Apparently, efitools before v1.5.2 had a bug in its EFI executable hashing routines, which would produce incorrect hashes if the binary wasn’t aligned to 4096 byte blocks, or something like that. The PreLoader.efi and HashTool.efi signed by MS are from one of those old versions with the bug - they produce and expect incorrectly calculated hashes. Now when I was to compile the source, I checked out git tag of latest release, which was v1.5.3, so the hash-to-efi-sig-list used the fixed version of the hashing procedure. No surprise the hashes were different. So I checked out v1.5.1 (latest that still has the bug) in a separate working directory, built hash-to-efi-sig-list from it, and used it to calculate the hash. It matched with the one from HashTool, and everything worked ok.
Booting Archiso
ArchLinux happens to be my distro of choice, so as soon as I downloaded, verified and burned the latest Arch installation ISO, I tried booting Prometheus from it. The live DVD has PreLoader and HashTool included, but it uses gummiboot as bootloader, so not only the loader.efi’s hash needs to be enrolled in HashTool, but also hashes of anything gumiboot launches, including Linux kernel image, and - in case you want to use it - EFI shell.

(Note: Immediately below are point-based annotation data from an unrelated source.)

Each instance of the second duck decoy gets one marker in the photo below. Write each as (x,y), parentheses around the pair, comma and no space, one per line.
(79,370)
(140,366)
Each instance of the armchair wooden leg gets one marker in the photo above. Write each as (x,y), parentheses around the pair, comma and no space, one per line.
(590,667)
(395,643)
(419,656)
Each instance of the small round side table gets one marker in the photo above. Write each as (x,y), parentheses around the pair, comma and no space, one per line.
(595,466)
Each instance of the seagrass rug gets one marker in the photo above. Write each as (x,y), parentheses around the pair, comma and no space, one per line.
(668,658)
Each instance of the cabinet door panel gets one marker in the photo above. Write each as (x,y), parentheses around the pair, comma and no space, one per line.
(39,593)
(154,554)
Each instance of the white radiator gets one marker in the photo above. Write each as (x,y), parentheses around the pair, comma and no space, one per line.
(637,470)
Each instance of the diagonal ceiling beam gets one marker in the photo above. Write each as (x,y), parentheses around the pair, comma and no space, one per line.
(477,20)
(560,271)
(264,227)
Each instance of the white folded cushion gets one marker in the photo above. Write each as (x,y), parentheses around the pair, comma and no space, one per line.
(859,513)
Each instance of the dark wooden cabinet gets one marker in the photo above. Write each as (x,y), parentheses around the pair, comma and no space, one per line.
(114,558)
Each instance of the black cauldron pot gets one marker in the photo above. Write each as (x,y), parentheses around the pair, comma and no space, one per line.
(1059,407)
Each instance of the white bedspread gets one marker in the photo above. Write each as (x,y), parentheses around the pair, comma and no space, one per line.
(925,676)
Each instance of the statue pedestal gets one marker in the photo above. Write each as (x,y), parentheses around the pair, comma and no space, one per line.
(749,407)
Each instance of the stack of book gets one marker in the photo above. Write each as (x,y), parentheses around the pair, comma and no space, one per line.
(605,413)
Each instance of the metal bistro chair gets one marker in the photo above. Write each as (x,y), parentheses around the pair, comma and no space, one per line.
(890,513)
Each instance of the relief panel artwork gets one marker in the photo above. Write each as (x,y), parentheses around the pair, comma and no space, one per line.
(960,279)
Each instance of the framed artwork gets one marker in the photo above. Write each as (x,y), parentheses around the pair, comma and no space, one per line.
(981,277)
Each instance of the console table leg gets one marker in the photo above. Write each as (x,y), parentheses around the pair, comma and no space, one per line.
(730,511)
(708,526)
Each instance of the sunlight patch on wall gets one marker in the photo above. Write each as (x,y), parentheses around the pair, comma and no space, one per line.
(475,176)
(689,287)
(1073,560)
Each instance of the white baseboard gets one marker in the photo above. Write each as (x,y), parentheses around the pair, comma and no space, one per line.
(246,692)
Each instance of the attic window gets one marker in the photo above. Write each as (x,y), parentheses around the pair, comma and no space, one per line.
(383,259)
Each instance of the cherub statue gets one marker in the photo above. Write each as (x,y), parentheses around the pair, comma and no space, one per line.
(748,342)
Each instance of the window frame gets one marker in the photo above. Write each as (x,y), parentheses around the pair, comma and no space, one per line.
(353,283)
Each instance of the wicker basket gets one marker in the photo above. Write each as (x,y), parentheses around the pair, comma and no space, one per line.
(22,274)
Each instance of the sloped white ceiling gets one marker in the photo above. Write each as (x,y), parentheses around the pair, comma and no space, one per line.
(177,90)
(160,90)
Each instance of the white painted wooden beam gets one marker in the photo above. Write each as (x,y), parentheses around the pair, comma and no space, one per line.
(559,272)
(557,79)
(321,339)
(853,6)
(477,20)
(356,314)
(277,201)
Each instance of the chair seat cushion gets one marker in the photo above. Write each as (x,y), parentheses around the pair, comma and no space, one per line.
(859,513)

In my case, for some reason, HashTool only saw the /EFI directory of the Archiso live DVD and its subdirectories. I thought this was gonna be an issue, because on Archiso the kernels are in the /arch/boot directory, but fortunately, gummiboot copies them to the /EFI directory prior to executing… or something… I don’t know how it exactly happens on a read-only medium, but that’s what it looked like, IIRC. Oh, and some (maybe all) of these binaries on the live DVD trigger that hashing bug above.
Anyway, it works, Archiso is able to boot with SecureBoot enabled!